Violences sexuelles en Haïti : MSF relie toutes les cliniques

Entrevue avec l'ex-chef de mission Paul Brockmann

Des femmes haïtiennes (Photo: MSF)

Des femmes haïtiennes (Photo: MSF)


3 avril 2017 à 23h41

Port-au-Prince est une ville «déprimante», selon Paul Brockmann, l’ex-chef de mission de l’organisation humanitaire Médecins sans frontières (MSF) en Haïti, qui était basé ces deux dernières années dans un hôpital d’urgences obstétriques de Port-au-Prince.

«C’est une cité immense avec de très gros problèmes d’infrastructure. Les quartiers sont fermés à cause des bâtiments détruits par le séisme de 2010. Les ordures jonchent le sol», indique à L’Express l’ex-éditeur de magazines devenu administrateur chez MSF, qui est passé par Toronto avant de rentrer chez lui aux États-Unis.
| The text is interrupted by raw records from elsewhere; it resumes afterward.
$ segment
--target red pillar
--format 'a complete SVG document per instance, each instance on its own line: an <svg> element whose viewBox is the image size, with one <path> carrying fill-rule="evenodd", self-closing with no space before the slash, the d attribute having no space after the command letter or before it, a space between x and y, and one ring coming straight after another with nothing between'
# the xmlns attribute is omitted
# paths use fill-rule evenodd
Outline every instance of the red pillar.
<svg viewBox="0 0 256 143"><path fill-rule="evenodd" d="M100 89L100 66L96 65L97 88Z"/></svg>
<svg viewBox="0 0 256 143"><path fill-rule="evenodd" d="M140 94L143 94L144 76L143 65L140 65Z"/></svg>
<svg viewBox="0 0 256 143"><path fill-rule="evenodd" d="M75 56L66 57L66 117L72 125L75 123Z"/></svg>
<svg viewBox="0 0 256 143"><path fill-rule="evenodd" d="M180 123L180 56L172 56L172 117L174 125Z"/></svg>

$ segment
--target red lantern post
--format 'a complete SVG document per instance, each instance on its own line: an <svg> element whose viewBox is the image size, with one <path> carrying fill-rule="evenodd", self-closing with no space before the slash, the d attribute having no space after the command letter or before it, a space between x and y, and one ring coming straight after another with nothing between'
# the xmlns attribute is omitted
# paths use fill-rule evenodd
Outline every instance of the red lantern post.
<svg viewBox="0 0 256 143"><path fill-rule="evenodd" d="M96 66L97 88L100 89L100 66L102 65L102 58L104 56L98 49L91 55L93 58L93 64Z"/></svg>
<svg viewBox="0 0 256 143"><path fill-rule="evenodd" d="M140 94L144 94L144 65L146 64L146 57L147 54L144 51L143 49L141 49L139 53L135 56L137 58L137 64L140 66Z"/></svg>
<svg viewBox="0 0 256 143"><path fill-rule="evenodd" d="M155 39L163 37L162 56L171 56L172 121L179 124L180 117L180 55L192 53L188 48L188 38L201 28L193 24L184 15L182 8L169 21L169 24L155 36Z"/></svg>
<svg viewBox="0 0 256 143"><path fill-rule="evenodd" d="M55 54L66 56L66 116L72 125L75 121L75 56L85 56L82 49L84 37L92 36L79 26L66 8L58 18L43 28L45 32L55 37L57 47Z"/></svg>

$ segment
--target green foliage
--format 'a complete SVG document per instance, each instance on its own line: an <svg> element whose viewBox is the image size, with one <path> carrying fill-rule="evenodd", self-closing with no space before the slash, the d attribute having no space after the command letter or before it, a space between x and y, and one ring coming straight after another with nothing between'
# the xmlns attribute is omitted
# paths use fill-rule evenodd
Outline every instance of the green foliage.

Haïti était sa neuvième mission.

Paul Brockmann (Photo: MSF)
Paul Brockmann (Photo: MSF)

Aider les femmes

Les conditions de vie restent très difficiles en Haïti. L’accès à un hôpital ou à une clinique y est très limité. Le service que gérait Paul Brockmann accueille des femmes ou des jeunes filles enceintes ou violées ou victimes de complications de grossesses: «Une femme pré-éclamptique qui ne reçoit pas les soins nécessaires coure des risques pour elle et pour le bébé», donne-t-il comme exemple.

Les équipes de MSF souhaitent aussi avoir un impact significatif sur le taux de mortalité maternelle et offrir un soutien à toutes les femmes victimes de violences sexuelles, notamment les mineures. En mai 2015, MSF a lancé un projet de prise en charge des violences sexuelles en créant des partenariats avec des cliniques de proximités sur toute l’île. Car c’est là que le problème majeur subsiste: il n’y a quasiment pas de lien de soutien technique entre l’hôpital où travaillait Paul Brockmann et les autres hôpitaux haïtiens.

Pendant le séisme de 2010, l’hôpital a été totalement détruit: «On a perdu des collègues et je présume que des patientes sont aussi décédées. D’autres hôpitaux ont été touchés, ça a été une immense perte de connaissances et de capacité d’action qui a ajouté à la crise humanitaire. Il a fallu tout reconstruire et se battre en parallèle avec le choléra qui sévissait. L’hôpital a rouvert en mars 2011.»

Chaleur humaine

Malgré la dureté de cette mission à Port-au-Prince, l’homme garde en lui la chaleur humaine, la vie et la musique qui y prédomine: «Mon meilleur souvenir, c’est le regard fier des civils embauchés par MSF pour garder notre hôpital. On les a formés. Pour certains, c’était leur premier vrai travail. C’était pour eux une fierté de participer à restaurer la dignité de leurs concitoyens», se rappelle Paul Brockmann.

Quand on lui demande s’il n’a jamais peur pour sa vie, Paul Brockmann revient sur ses expériences au Congo, où les installations de MSF se sont retrouvées au milieu d’échange de tirs, ou au Sri Lanka, où des soldats l’ont mis en joue: «Mais finalement, la population locale nous protège, car elle reconnaît la valeur de notre activité au sein de l’organisation. Nous, on arrive pour deux ans et on repart. Eux restent et sont confrontés tous les jours à la violence et à l’insécurité», philosophe l’ex-chef de mission.

Avant de repartir en mission pour MSF, Paul Brockmann souhaite retrouver les siens et notamment rentrer  au New Jersey pour revoir sa mère. Mais il avoue avoir déjà un œil sur l’avenir: «L’Afrique me manque. J’ai été au Sierra Leone pendant l’épidémie d’ébola et j’aimerai y retourner. Malheureusement, MSF refuse aux Américains de partir en mission au Proche-Orient, car nous sommes devenus des cibles. C’est dommage, moi qui rêve d’apprendre l’arabe!»